The best book defending atheism isn’t great.

I keep looking for a good book defending atheism.  It’s not easy.  Jon Mills’ Inventing God: Psychology of Belief and the Rise of Secular Spirituality is better than Grayling’s book, about which I posted a while back, but it’s not great.

Mills tries to do three things.  First, to demonstrate that God does not exist.  In this he joins a long line of aggressive atheists, such as Christopher Hitchens (2007), Sam Harris (2004), and Richard Dawkins (2006).  Mills says he is not a “vociferous atheist,” but he could have fooled me with his remarks about “the believing masses [who] cannot accept the fact that we are ultimately alone.” (p 104) 

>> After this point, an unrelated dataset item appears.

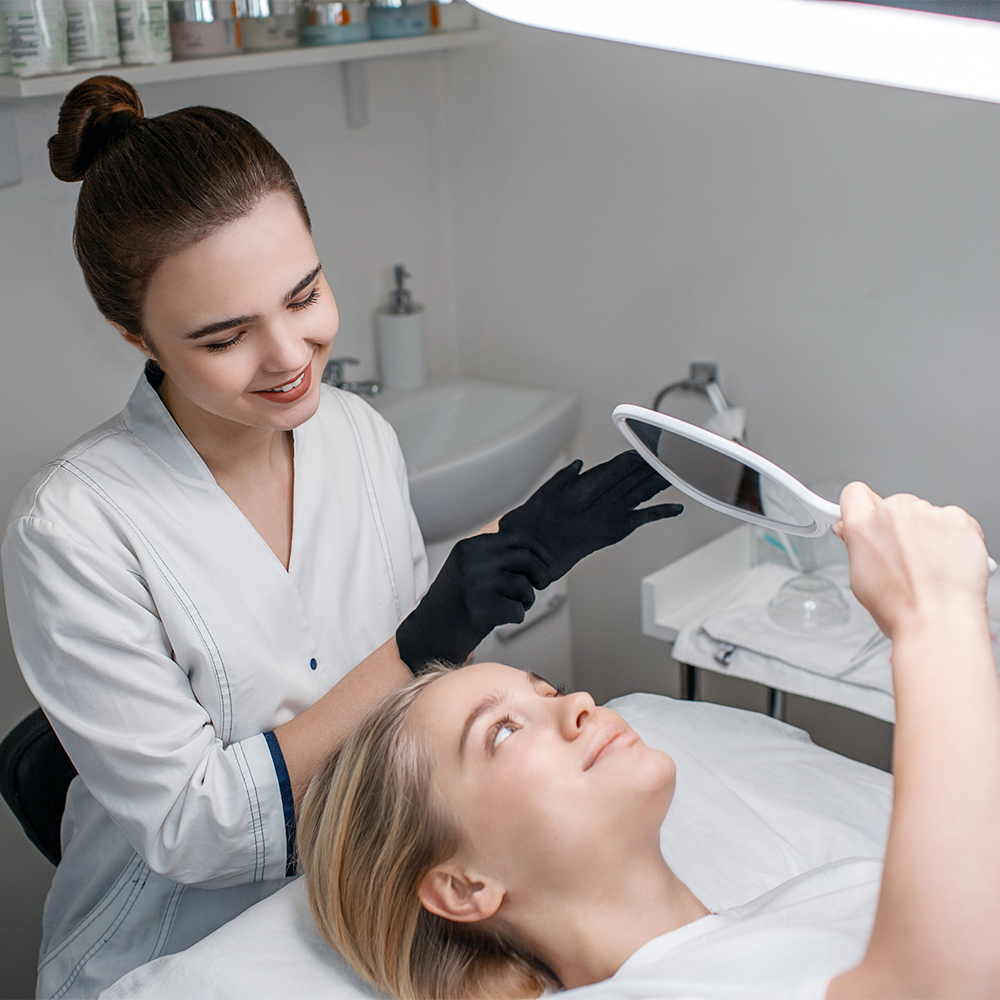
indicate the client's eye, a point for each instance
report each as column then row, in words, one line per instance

The third thing Mills tries to do is construct a defense of a humanistic spirituality.  He says a lot of good things about finding “intrinsic worth and meaning in living our lives for the present” (p 228), but the foundation of this claim was laid down by Camus and Sartre, and I don’t see where Mills adds a great deal to this argument.  In Mills’ defense, it should be pointed out that this is not a book aimed at an academic audience, but to an educated public.  Or at least that’s the way I read it.

The second thing Mills tries to do is construct a psychoanalytic argument explaining the need for God.  He begins with Freud (1930), who argued that God is an infantile delusion of an enormously powerful father figure.  I turn to another psychoanalyst to find a different way of thinking about God.  I’ve posted about D. W. Winnicott before.